Pick a tour that offers a free spot if you don’t see the lights
Be aware that disappointment is a real possibility. Obviously there are ways to increase your chances of seeing the lights, but there’s never any guarantee. Look into the tours and, if you can, book yourself onto one that offers a free spot on another tour if you’re not successful. Again, there’s no guarantee you’ll see the lights on THAT tour either, but at least it’s boosting your chances!
Be prepared to be patient…and to get cold
You never know how your evening’s going to go – whether you’ll be treated to a display within seconds, or have to wait until 2am – so be prepared for all eventualities. We were standing in one spot at -8°C temperatures for around two hours. While we had access to the van, it wasn’t easy to keep warm (despite the thermal base layers, ski trousers, thermal jacket, gloves and socks…). Even my boyfriend, who generally starts sweating as soon as the temperature reaches double figures, felt the cold.
If your feet get cold, take your shoes off
It might sound counterintuitive to take layers off, but once you’re in the vehicle, remove your shoes. Your feet need circulation and access to air, which will warm your feet up in minutes to help make you feel a bit more human.
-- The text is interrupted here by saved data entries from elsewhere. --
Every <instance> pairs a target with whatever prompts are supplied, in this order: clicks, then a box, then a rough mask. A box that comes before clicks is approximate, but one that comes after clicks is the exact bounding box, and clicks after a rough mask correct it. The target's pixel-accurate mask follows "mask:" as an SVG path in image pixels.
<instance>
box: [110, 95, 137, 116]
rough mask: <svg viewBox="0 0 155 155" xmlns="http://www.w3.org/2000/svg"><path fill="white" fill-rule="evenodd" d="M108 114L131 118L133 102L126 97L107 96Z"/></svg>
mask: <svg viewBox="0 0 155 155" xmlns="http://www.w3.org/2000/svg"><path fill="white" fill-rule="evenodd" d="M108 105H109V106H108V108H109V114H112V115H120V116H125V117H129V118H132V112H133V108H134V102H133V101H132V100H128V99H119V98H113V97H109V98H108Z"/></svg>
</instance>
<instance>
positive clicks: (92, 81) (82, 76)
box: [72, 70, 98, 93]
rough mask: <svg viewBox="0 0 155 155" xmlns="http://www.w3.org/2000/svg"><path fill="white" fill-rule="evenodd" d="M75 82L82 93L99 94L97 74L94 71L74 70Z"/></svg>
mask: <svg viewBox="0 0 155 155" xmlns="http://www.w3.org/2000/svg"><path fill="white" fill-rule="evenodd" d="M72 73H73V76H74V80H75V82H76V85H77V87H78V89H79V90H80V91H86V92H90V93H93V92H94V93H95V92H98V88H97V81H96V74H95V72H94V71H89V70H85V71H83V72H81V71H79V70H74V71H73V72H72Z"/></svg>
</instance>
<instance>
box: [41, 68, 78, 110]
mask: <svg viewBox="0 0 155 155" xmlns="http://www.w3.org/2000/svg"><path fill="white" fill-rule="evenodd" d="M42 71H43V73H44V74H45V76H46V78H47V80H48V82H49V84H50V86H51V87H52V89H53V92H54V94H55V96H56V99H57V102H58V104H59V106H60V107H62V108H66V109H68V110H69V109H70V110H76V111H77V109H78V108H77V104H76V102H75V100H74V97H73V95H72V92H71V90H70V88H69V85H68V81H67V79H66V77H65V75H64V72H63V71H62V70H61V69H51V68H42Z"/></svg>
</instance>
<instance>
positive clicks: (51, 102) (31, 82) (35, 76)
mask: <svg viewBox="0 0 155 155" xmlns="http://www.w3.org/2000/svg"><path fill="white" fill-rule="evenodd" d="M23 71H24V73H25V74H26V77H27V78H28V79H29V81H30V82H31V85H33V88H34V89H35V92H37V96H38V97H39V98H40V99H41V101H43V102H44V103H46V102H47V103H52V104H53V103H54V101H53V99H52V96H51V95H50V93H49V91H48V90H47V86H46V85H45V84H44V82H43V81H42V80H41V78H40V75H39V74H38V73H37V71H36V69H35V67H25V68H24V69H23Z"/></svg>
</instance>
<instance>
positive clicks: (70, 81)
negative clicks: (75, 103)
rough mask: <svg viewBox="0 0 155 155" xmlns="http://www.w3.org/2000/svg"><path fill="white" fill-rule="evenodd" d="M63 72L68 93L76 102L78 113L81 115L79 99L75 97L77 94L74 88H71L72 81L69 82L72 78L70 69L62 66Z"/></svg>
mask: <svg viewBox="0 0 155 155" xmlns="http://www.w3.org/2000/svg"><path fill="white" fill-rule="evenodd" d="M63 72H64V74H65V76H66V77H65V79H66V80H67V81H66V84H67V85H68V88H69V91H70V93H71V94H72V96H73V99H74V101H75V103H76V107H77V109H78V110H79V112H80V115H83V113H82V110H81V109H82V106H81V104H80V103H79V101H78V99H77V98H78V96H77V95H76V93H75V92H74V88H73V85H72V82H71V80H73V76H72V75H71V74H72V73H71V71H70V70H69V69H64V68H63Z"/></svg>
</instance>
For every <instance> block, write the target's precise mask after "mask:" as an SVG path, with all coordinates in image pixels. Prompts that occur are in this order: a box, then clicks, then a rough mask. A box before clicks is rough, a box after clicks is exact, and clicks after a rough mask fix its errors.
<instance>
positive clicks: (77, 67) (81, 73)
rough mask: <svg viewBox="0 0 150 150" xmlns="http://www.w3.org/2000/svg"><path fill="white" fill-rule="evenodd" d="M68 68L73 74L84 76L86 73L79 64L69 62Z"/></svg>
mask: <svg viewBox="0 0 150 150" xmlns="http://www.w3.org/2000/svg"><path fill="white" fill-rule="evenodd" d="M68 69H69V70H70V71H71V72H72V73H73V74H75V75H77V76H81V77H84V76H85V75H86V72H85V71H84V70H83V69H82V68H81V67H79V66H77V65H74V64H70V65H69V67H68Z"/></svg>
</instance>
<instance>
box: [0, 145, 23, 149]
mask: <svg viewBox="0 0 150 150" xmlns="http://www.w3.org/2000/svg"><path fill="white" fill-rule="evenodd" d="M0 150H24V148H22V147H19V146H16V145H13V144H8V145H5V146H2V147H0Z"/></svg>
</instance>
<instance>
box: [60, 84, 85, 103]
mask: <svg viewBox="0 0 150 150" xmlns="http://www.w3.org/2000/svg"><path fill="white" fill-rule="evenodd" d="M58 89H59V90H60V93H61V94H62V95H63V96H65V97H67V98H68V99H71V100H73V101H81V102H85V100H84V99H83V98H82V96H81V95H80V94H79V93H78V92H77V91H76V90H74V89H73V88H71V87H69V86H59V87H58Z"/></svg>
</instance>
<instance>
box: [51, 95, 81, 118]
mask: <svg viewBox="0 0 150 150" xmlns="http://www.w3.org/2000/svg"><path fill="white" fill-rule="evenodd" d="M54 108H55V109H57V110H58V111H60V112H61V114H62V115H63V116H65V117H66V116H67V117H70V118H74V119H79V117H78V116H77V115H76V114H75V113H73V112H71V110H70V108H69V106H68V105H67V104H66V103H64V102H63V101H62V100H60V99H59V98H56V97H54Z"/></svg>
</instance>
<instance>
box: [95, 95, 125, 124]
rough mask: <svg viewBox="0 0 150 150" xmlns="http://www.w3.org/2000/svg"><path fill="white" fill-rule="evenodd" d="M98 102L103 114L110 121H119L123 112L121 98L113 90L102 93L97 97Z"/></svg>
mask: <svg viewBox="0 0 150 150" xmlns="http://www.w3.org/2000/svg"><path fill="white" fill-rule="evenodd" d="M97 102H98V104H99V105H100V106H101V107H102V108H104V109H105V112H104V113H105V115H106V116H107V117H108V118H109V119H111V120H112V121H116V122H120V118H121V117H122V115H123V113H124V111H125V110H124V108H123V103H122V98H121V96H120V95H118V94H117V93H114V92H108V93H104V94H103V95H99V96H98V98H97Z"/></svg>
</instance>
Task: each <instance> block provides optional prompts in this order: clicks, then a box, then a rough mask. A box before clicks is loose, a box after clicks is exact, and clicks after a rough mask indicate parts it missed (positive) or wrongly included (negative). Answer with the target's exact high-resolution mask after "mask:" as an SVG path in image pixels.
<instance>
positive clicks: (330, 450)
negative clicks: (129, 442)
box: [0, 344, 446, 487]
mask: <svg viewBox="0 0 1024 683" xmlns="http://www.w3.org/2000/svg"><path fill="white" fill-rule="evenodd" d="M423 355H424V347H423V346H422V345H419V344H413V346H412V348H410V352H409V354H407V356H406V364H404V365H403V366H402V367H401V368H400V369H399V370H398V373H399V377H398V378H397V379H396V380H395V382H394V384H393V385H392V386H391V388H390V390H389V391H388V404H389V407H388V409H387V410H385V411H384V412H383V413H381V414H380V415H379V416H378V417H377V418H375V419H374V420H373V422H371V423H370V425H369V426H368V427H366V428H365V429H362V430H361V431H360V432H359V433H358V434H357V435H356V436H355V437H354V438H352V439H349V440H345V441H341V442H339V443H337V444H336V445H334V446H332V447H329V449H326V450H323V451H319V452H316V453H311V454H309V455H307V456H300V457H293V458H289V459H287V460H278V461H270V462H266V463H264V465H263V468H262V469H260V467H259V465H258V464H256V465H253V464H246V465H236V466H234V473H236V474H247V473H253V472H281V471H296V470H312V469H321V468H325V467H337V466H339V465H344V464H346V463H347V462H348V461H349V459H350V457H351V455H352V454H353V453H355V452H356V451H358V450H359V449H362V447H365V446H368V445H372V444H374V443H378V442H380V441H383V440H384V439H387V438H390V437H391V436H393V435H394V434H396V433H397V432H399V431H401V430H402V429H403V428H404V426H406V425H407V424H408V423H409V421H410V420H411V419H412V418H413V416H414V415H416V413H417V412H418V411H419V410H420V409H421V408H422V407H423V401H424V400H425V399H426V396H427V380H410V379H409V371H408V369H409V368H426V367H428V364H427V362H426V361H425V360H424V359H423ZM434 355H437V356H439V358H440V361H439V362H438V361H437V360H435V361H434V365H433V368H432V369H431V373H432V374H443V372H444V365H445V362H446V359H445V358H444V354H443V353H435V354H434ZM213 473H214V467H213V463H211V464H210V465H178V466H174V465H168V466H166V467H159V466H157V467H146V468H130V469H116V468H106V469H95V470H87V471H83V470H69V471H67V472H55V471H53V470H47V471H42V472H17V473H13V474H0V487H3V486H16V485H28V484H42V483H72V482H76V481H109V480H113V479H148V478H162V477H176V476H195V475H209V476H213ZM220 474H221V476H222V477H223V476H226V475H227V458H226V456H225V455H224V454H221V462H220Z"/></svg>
I was so grateful for this tip on our first night out chasing the Northern Lights!!
The Northern Lights might not look like they do in the pictures you’ve seen…
Before you head out to the Arctic in all your thermal gear, you may have the grand notion that the Northern Lights will appear just as vibrant and colourful in real life as they do in those impressive photos we’ve all seen. Scrap that thought. While the lights can appear in a variety of vivid colours, the reality is that they can also appear in a range of other hues too – including grey. Honestly, being told that a vague band of grey in the sky was the Northern Lights was one of the most underwhelming moments of my life. But you’ve got to remember that even that is way more than the majority of people have ever seen. Plus, with the right camera equipment, the lights will still appear as a green smudge in the sky which is exactly the kind of photo that you’ll want to frame and put on your windowsill.
They can’t really be captured with your phone
I’m not a complete photography expert, so I’m sure there must be people out there with the know-how to capture the lights on an iPhone with a few adjustments to your settings. But, honestly, you won’t get the same effect on your phone camera. This is the best I got with my Google Pixel on the second night of viewing the lights:
SLR cameras (with tripods) are the way to go
Or, at least, cameras which offer you a bit more flexibility with your settings. You’ll need to open the exposure for upwards of 10-15 seconds, which means you’ll also need a tripod to get stable, sturdy shots.
Have these tips helped at all? If you’ve been lucky enough to see the lights too, is there anything you’d add?